New Ford Focus & Kia Ceed vs Skoda Octavia
The Ford Focus and Kia Ceed may have had to play bridesmaid to the Skoda Octavia in the past, but with these new models, they’re both ready for their big day...
Behind the wheel
Driving position, visibility, build quality
Proving once again what a close test this is, we have a veritable panoply of top-notch driving positions to pick apart. All three offer a wide range of steering wheel and seat adjustment, including for lumbar support. In the Focus, adjustability extends to six-way powered operation of its driver’s seat.
Although seat comfort, in terms of contours and cushioning, is one of the most subjective elements of any test (it depends largely on your shape), all of our testers agreed that the Octavia’s wide, firm cushion is the most supportive over long distances. The Focus’s seat is best at holding you in place through corners, while the Ceed’s is good but not quite as proficient in either respect.
For simplicity of use, it’s hard to argue against the Octavia’s dashboard; its large, clearly labelled buttons sit no farther than a small elbow extension away. However, both the Focus and the Ceed are convincingly organised too. This includes their instrument panels, which, like the Octavia’s, are decipherable at a glance, with a flood of additional information (trip, media, phone and so on) provided by a digital screen tucked between two analogue dials.
While you can see easily out the front of all three cars, none is great for over-the-shoulder visibility; blame their thick rear pillars.

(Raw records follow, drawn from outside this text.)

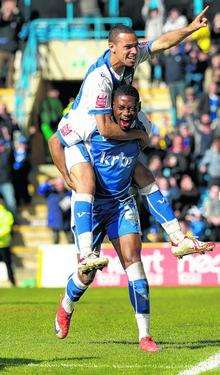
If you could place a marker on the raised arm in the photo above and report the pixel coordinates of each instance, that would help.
(58, 156)
(173, 38)
(109, 129)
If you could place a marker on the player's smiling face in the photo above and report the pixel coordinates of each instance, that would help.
(125, 109)
(125, 49)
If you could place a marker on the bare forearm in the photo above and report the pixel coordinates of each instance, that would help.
(58, 156)
(114, 132)
(170, 39)
(173, 38)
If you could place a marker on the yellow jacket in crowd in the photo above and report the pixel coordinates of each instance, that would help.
(6, 222)
(202, 38)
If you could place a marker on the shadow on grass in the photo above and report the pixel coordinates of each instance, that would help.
(189, 345)
(16, 362)
(21, 303)
(121, 342)
(165, 344)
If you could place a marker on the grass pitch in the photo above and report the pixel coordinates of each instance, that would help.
(103, 335)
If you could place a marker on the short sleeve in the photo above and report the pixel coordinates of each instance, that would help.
(100, 95)
(144, 52)
(66, 133)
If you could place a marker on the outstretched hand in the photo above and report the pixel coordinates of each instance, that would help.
(200, 21)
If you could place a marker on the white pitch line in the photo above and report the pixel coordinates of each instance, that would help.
(210, 363)
(94, 366)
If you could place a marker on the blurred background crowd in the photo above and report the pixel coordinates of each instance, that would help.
(184, 156)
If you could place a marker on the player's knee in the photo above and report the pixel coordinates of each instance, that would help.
(131, 259)
(84, 179)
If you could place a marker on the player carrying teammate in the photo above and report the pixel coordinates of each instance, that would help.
(115, 214)
(92, 110)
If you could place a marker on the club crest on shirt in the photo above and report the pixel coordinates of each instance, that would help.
(65, 130)
(101, 101)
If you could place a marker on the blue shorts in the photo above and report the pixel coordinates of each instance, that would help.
(115, 219)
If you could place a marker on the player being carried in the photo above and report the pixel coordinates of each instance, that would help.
(91, 110)
(115, 214)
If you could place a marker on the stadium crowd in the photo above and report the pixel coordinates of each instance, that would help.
(185, 159)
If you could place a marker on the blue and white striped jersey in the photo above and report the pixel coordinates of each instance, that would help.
(95, 96)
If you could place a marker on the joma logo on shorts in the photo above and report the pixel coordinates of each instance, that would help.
(121, 159)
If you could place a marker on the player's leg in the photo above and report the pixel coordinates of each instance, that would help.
(128, 248)
(81, 173)
(124, 232)
(77, 284)
(163, 213)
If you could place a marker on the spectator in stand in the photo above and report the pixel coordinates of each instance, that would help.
(174, 63)
(215, 32)
(180, 151)
(58, 204)
(50, 114)
(196, 222)
(174, 21)
(210, 163)
(11, 22)
(195, 68)
(6, 223)
(212, 211)
(188, 140)
(191, 103)
(210, 102)
(154, 148)
(189, 196)
(88, 8)
(168, 191)
(203, 134)
(153, 16)
(7, 126)
(20, 170)
(212, 73)
(173, 168)
(6, 186)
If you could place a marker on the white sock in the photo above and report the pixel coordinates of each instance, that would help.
(143, 323)
(67, 304)
(136, 272)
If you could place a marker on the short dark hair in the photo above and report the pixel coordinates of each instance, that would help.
(126, 90)
(118, 29)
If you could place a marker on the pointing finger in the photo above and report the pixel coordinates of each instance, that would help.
(204, 11)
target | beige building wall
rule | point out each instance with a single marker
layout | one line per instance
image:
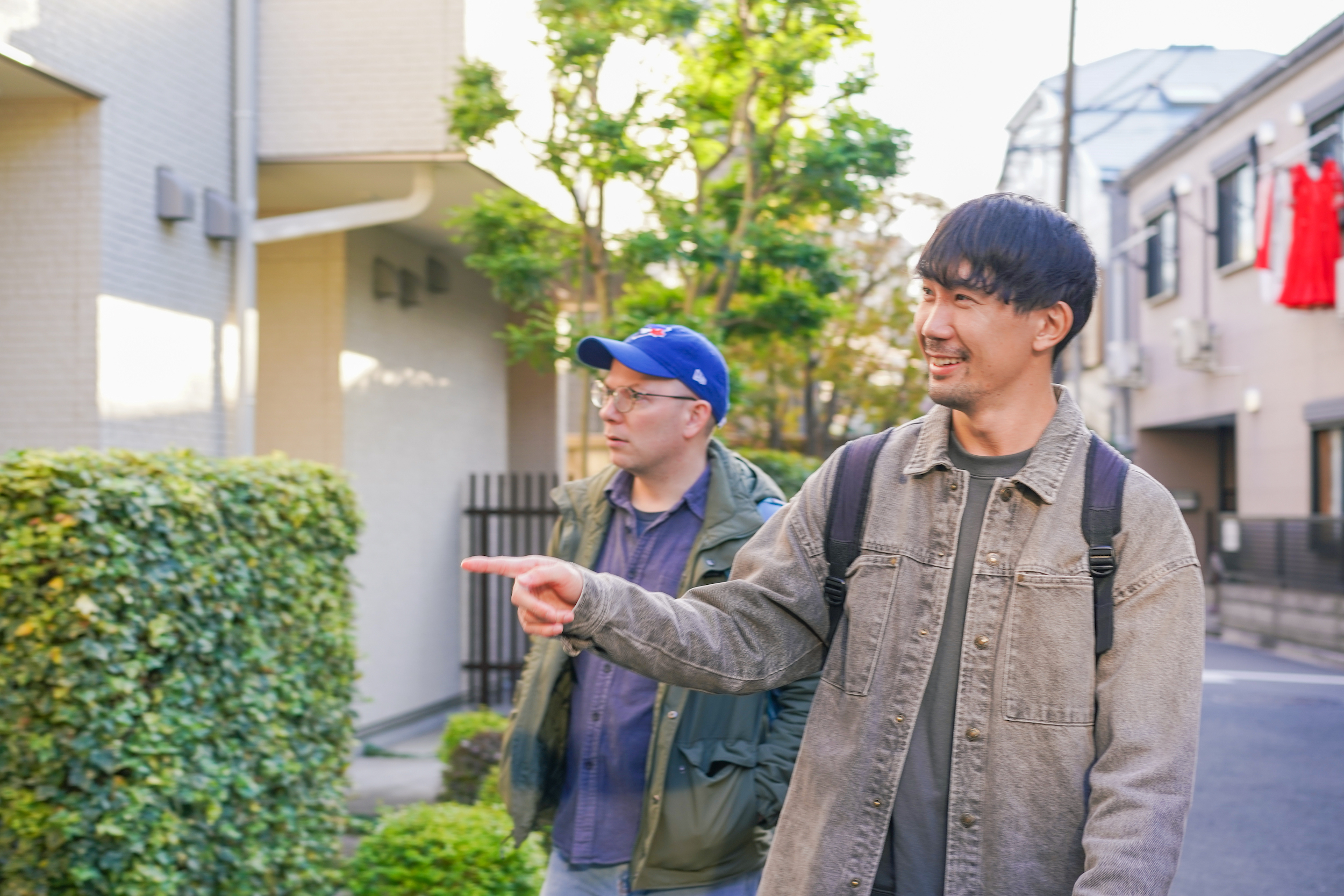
(426, 405)
(302, 311)
(49, 272)
(1288, 356)
(350, 77)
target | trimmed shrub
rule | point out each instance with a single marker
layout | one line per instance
(178, 666)
(788, 469)
(445, 849)
(472, 746)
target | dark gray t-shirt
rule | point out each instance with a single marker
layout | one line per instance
(914, 857)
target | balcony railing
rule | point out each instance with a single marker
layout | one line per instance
(1303, 554)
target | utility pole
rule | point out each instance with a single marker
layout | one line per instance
(1066, 141)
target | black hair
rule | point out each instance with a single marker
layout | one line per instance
(1019, 249)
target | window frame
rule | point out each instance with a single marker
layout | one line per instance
(1162, 254)
(1235, 192)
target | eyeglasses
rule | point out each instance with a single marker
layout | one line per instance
(624, 398)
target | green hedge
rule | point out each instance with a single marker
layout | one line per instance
(178, 666)
(445, 849)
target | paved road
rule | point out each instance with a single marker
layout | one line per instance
(1269, 793)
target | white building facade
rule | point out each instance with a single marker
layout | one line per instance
(141, 307)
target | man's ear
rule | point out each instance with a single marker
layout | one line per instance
(1055, 323)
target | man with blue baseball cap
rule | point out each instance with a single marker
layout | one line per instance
(652, 787)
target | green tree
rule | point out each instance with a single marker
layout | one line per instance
(752, 168)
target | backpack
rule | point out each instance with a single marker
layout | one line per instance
(1104, 492)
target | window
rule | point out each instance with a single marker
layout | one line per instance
(1162, 256)
(1328, 472)
(1237, 217)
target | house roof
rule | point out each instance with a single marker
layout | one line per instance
(1129, 103)
(1249, 92)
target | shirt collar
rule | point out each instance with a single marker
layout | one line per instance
(1045, 472)
(695, 497)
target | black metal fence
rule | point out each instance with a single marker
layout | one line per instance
(507, 513)
(1303, 554)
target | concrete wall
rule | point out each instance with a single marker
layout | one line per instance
(49, 272)
(1291, 356)
(355, 77)
(431, 409)
(302, 307)
(165, 70)
(1184, 460)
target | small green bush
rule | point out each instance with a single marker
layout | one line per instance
(789, 469)
(445, 849)
(178, 666)
(472, 746)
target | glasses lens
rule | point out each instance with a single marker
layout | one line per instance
(598, 394)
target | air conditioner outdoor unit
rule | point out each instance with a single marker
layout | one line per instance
(1125, 364)
(1194, 345)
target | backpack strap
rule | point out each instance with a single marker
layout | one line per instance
(846, 518)
(1104, 494)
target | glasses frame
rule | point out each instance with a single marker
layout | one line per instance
(601, 394)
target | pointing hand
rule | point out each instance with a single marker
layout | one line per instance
(545, 590)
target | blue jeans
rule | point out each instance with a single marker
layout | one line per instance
(614, 880)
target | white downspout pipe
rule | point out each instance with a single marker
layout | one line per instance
(340, 218)
(242, 413)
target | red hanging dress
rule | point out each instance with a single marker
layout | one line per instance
(1310, 280)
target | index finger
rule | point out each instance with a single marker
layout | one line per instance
(507, 567)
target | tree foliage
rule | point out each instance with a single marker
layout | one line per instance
(760, 175)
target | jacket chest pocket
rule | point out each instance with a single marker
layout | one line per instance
(867, 610)
(1052, 650)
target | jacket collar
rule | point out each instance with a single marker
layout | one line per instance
(1049, 464)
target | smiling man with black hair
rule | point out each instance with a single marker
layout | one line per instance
(1010, 639)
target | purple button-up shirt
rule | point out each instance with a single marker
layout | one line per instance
(612, 708)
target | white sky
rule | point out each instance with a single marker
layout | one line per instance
(955, 73)
(952, 73)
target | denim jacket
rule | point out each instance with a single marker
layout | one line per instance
(1070, 773)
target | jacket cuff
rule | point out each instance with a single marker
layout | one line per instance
(589, 615)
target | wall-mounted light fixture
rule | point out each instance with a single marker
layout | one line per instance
(221, 217)
(385, 280)
(436, 276)
(174, 199)
(408, 292)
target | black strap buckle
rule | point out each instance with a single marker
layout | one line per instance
(1101, 561)
(835, 589)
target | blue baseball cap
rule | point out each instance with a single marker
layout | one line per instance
(671, 351)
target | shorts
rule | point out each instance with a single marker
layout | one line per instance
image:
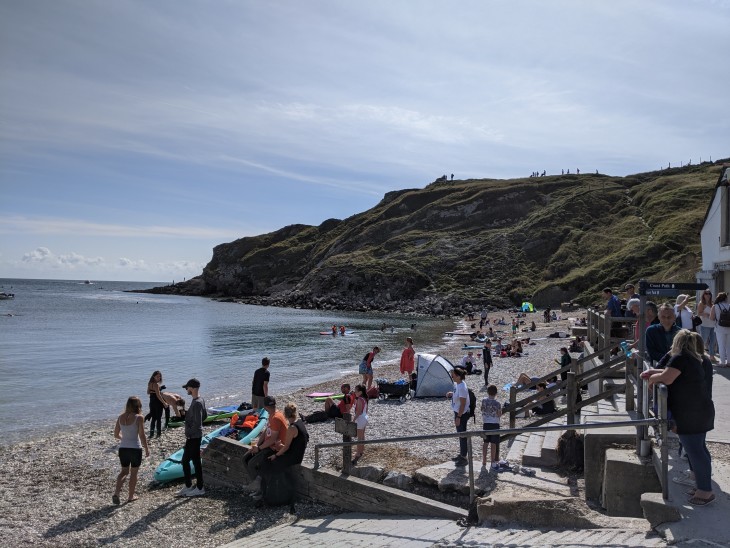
(128, 456)
(361, 421)
(492, 438)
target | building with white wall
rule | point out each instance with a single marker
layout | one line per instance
(715, 237)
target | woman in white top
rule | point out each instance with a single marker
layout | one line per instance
(683, 313)
(722, 333)
(707, 328)
(129, 429)
(361, 419)
(460, 407)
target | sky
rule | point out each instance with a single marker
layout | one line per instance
(135, 136)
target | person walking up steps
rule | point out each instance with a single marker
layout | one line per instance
(491, 413)
(194, 418)
(129, 429)
(460, 407)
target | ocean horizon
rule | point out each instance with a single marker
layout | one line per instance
(73, 351)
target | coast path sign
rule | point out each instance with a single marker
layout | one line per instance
(668, 289)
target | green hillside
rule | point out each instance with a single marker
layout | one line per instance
(462, 244)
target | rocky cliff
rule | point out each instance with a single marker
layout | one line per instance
(458, 245)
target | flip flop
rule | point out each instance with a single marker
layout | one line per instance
(696, 501)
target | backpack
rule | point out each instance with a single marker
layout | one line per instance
(472, 404)
(724, 319)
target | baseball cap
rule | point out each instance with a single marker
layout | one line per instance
(192, 383)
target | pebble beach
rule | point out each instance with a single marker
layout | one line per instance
(56, 490)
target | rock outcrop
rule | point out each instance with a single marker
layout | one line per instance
(453, 246)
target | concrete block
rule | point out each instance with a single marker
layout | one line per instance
(657, 510)
(625, 479)
(555, 512)
(595, 443)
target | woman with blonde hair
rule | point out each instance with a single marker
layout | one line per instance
(690, 384)
(129, 429)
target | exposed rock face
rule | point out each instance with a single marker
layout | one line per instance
(454, 246)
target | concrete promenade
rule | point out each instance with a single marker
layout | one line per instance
(699, 527)
(355, 529)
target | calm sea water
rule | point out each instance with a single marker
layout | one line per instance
(72, 351)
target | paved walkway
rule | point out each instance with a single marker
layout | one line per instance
(355, 529)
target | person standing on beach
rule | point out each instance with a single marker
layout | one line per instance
(487, 358)
(157, 403)
(366, 367)
(194, 418)
(459, 405)
(129, 429)
(260, 384)
(407, 358)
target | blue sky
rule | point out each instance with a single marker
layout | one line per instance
(136, 136)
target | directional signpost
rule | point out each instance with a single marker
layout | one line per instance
(667, 289)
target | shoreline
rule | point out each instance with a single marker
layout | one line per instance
(70, 473)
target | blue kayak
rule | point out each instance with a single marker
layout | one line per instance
(171, 468)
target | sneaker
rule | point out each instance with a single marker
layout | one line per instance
(684, 479)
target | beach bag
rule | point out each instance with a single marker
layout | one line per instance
(317, 416)
(724, 319)
(472, 404)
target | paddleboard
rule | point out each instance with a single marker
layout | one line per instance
(335, 397)
(171, 468)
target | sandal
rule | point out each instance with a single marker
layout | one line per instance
(697, 501)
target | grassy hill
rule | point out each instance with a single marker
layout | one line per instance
(467, 243)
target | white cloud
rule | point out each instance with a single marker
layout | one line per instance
(46, 225)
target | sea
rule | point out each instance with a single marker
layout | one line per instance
(72, 352)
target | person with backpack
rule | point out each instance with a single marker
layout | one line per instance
(361, 420)
(460, 406)
(366, 367)
(720, 313)
(659, 337)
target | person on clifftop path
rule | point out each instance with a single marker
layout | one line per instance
(460, 406)
(366, 367)
(129, 429)
(407, 358)
(260, 384)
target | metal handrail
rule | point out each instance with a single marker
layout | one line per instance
(470, 434)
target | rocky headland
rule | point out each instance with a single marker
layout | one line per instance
(441, 249)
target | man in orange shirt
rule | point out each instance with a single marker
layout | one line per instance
(275, 432)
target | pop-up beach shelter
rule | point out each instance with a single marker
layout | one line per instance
(434, 376)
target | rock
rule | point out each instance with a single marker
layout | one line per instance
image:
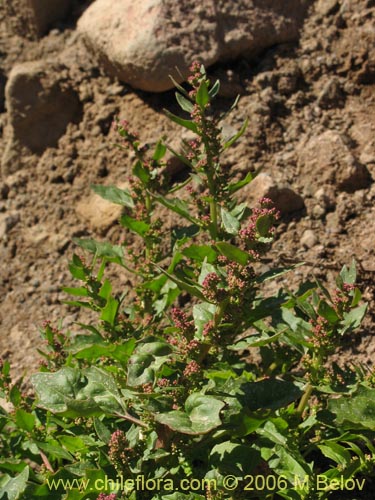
(326, 159)
(308, 239)
(32, 18)
(331, 94)
(326, 7)
(7, 222)
(142, 43)
(284, 198)
(40, 104)
(100, 214)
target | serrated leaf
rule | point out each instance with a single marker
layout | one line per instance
(183, 285)
(100, 249)
(201, 415)
(177, 205)
(184, 103)
(160, 150)
(109, 312)
(200, 253)
(234, 458)
(357, 411)
(114, 194)
(15, 486)
(263, 225)
(188, 124)
(353, 318)
(349, 275)
(214, 90)
(102, 431)
(230, 223)
(202, 97)
(336, 452)
(327, 312)
(233, 139)
(25, 420)
(137, 226)
(141, 172)
(232, 188)
(77, 393)
(233, 253)
(146, 361)
(77, 291)
(202, 314)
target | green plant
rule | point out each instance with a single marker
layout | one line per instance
(162, 398)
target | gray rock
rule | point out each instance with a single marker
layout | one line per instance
(40, 103)
(142, 43)
(326, 7)
(308, 239)
(32, 18)
(283, 196)
(7, 222)
(326, 159)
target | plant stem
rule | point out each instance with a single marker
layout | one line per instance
(305, 398)
(213, 215)
(132, 419)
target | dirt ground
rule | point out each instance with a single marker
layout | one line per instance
(311, 109)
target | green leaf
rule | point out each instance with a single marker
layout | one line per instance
(93, 352)
(202, 314)
(263, 225)
(177, 205)
(214, 90)
(74, 393)
(109, 312)
(235, 138)
(101, 249)
(102, 431)
(114, 194)
(200, 252)
(160, 150)
(353, 318)
(276, 273)
(194, 290)
(25, 420)
(255, 341)
(141, 172)
(230, 223)
(357, 411)
(232, 188)
(233, 253)
(327, 312)
(336, 452)
(349, 275)
(184, 103)
(182, 159)
(202, 98)
(77, 291)
(233, 458)
(144, 363)
(270, 394)
(137, 226)
(15, 486)
(72, 444)
(188, 124)
(200, 417)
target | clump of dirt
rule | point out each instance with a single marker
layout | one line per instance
(311, 108)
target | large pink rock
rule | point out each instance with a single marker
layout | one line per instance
(143, 42)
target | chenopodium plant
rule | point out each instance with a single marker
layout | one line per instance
(192, 384)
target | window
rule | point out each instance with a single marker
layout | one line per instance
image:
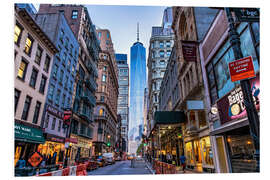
(42, 84)
(61, 76)
(63, 101)
(168, 53)
(26, 107)
(47, 63)
(17, 33)
(161, 44)
(101, 112)
(51, 91)
(102, 98)
(22, 69)
(161, 53)
(62, 36)
(33, 78)
(28, 45)
(59, 125)
(168, 44)
(74, 14)
(104, 77)
(36, 113)
(47, 121)
(38, 55)
(17, 97)
(55, 69)
(99, 35)
(53, 123)
(66, 82)
(57, 97)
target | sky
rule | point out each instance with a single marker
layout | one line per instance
(122, 21)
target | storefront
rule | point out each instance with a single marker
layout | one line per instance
(82, 149)
(27, 140)
(233, 140)
(53, 149)
(199, 154)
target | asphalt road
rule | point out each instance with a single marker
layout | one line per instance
(122, 168)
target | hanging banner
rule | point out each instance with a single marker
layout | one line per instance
(189, 49)
(231, 106)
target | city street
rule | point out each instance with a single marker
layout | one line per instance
(121, 168)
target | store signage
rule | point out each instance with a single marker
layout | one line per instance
(67, 116)
(55, 112)
(195, 105)
(242, 69)
(247, 14)
(28, 134)
(35, 159)
(232, 107)
(189, 49)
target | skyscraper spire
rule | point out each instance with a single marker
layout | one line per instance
(137, 31)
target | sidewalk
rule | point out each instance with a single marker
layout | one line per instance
(178, 169)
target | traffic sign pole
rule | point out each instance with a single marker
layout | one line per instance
(252, 113)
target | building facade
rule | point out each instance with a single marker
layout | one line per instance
(123, 98)
(105, 133)
(161, 43)
(232, 143)
(61, 82)
(80, 134)
(32, 73)
(190, 28)
(137, 86)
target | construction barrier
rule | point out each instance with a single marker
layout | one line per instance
(81, 170)
(164, 168)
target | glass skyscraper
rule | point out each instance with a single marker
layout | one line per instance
(137, 85)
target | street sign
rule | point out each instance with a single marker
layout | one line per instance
(247, 14)
(242, 69)
(35, 159)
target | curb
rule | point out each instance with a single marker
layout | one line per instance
(149, 168)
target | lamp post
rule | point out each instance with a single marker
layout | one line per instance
(252, 114)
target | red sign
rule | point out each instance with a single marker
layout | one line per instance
(231, 106)
(242, 69)
(189, 49)
(35, 159)
(72, 140)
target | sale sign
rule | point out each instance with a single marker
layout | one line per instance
(242, 69)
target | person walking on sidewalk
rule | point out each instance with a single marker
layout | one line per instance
(183, 162)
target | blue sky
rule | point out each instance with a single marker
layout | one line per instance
(122, 23)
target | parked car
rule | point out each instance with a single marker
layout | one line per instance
(109, 158)
(118, 158)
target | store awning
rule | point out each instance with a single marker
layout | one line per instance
(28, 134)
(169, 117)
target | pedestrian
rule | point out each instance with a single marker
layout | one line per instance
(21, 163)
(183, 162)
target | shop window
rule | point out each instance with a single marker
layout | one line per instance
(189, 153)
(207, 151)
(53, 123)
(47, 63)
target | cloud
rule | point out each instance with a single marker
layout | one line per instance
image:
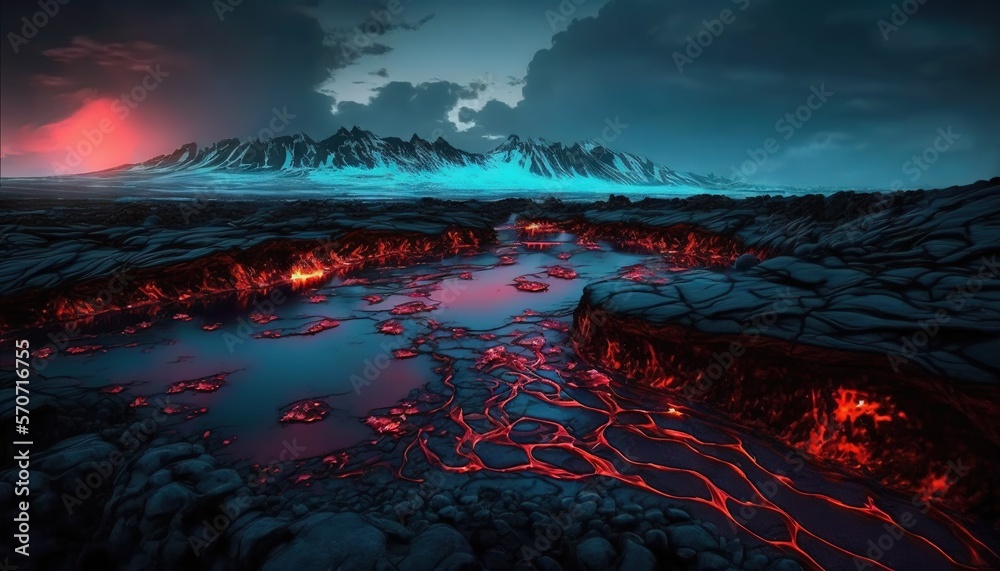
(727, 100)
(133, 56)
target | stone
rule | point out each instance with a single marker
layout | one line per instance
(323, 541)
(709, 561)
(595, 554)
(693, 537)
(433, 547)
(637, 558)
(168, 500)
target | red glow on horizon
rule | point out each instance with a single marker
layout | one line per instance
(102, 133)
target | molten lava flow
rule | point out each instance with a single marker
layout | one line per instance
(390, 327)
(208, 384)
(530, 286)
(682, 245)
(306, 411)
(861, 425)
(244, 274)
(562, 272)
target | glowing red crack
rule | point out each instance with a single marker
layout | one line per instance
(321, 326)
(411, 308)
(531, 286)
(306, 411)
(208, 384)
(112, 389)
(43, 353)
(562, 272)
(391, 327)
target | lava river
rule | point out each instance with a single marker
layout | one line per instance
(466, 364)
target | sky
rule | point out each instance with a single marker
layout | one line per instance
(848, 94)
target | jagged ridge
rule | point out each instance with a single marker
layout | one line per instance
(360, 149)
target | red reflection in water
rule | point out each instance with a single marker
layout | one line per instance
(306, 411)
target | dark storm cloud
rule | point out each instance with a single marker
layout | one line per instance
(402, 109)
(698, 83)
(703, 110)
(224, 73)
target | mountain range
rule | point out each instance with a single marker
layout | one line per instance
(361, 153)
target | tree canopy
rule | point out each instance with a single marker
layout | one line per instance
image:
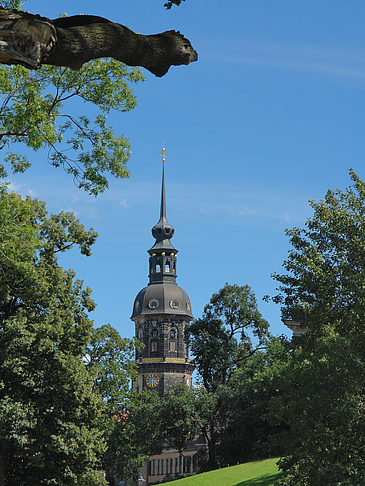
(32, 40)
(60, 63)
(321, 388)
(62, 382)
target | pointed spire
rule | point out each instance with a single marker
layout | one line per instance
(163, 231)
(162, 254)
(163, 197)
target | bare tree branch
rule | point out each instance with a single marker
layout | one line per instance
(32, 40)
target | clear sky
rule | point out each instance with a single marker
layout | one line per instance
(271, 116)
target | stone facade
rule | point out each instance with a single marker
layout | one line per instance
(161, 312)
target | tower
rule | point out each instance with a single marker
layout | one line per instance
(161, 312)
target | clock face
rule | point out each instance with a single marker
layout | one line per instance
(153, 304)
(174, 304)
(152, 381)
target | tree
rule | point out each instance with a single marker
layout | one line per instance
(31, 40)
(36, 111)
(49, 412)
(35, 104)
(230, 331)
(249, 431)
(150, 424)
(321, 388)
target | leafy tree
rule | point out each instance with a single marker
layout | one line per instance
(49, 413)
(35, 105)
(73, 41)
(35, 111)
(322, 386)
(150, 424)
(230, 332)
(249, 429)
(324, 283)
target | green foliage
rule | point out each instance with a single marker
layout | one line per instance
(230, 330)
(229, 333)
(49, 413)
(35, 111)
(324, 285)
(170, 3)
(321, 388)
(258, 473)
(111, 359)
(15, 4)
(321, 398)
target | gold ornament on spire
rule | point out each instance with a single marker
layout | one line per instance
(163, 152)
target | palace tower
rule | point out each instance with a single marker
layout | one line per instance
(161, 312)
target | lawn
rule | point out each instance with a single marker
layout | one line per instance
(258, 473)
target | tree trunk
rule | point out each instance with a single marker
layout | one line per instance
(2, 463)
(31, 40)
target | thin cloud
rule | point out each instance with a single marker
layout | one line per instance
(124, 204)
(337, 62)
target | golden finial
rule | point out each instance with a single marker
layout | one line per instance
(163, 152)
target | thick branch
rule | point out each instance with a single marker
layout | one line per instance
(32, 40)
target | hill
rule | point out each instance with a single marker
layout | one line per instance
(257, 473)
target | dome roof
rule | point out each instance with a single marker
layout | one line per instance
(162, 298)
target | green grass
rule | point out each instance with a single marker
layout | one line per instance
(258, 473)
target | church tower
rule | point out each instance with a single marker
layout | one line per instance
(161, 312)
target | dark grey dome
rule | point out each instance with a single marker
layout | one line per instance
(162, 298)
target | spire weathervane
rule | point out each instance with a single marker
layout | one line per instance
(163, 198)
(163, 152)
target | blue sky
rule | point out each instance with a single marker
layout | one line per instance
(271, 116)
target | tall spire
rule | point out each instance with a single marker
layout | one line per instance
(162, 254)
(163, 197)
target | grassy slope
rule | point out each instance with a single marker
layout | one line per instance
(258, 473)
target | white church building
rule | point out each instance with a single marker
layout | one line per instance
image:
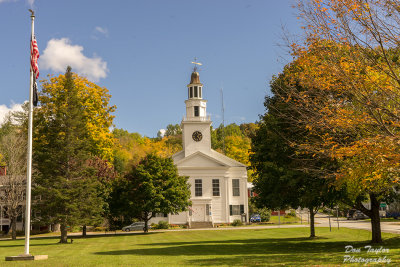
(218, 183)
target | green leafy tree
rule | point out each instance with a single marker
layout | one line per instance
(153, 186)
(65, 184)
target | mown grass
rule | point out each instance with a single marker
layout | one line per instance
(254, 247)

That’s why parking aids are so useful, and all of our protagonists get rear parking sensors, with the Focus putting parking sensors at the front, too. However, only the Ceed gives you a rear-view camera as standard; that will cost you £500 on the Focus (as part of the Convenience Pack, which also includes door-edge protectors that spring out as you open its doors) and £380 on the Octavia.
Interior quality is the easiest aspect to call, with highest marks going to the Octavia. Sure, the design is unlikely to make you go weak at the knees, but the surfaces look and feel the most plush and seem screwed together the most robustly. The Kia is next in the pecking order; only elements such as its electronic handbrake button, which looks as cheap as a towelling tracksuit, let down its otherwise tidy fit and finish.
Compared with the previous Focus, this new model is a step on – but only a small one. You quickly notice the ill-fitting interior panels and an array of cheaper-looking plastics and ponder whether the printed trim strip across the dash was meant to represent metal. It’s a real missed opportunity, it must be said.